Ikatan Ahli Ekonomi Islam Syariah berkeinginan ekonomi syariah bisa lebih membumi dengan mengembangkan program-program yang mendukung, serta berharap ekonomi syariah bisa menjadi bagian dari sistem ekonomi nasional.
Oleh
Nina Susilo
·3 menit baca
JAKARTA, KOMPAS — Ekonomi syariah sudah mulai tumbuh di Indonesia. Namun, perkembangannya relatif lambat. Oleh karena itu, bukan hanya perlu lebih efisien dan adil, ekonomi syariah juga dinilai perlu lebih membumi.

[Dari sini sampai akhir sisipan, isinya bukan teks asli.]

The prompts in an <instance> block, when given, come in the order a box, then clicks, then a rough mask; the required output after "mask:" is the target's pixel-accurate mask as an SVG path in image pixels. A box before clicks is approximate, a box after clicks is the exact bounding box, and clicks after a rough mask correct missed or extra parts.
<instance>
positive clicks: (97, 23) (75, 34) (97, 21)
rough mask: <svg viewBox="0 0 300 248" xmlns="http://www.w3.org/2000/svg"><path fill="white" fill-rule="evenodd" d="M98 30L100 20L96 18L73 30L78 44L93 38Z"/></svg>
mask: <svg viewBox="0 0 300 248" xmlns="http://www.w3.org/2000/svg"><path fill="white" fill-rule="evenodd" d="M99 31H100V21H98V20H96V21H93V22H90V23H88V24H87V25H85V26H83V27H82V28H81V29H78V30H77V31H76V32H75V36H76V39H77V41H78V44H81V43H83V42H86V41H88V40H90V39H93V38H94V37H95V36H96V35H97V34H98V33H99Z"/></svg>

Keinginan untuk membumikan ekonomi syariah ini disampaikan oleh Ketua Umum Ikatan Ahli Ekonomi Islam Indonesia (IAEI) Sri Mulyani Indrawati di Kantor Wakil Presiden, Jakarta, Kamis (12/3/2020). Sri Mulyani bersama pengurus IAEI periode 2019-2023 menyampaikan program kerja mereka kepada Ketua Dewan Pengarah Ma’ruf Amin dan Dewan Pembina Jusuf Kalla.
Wakil Presiden Ma’ruf Amin berharap IAEI menjadi motor penggerak utamanya dalam pengembangan ekonomi syariah secara riil. Apalagi, sejak Februari lalu, pemerintah sudah menerbitkan Peraturan Presiden Nomor 28 Tahun 2020 tentang Komite Nasional Ekonomi dan Keuangan Syariah. Komite ini menggantikan Komite Nasional Keuangan Syariah dan diharapkan menghubungkan segala kegiatan ekonomi syariah.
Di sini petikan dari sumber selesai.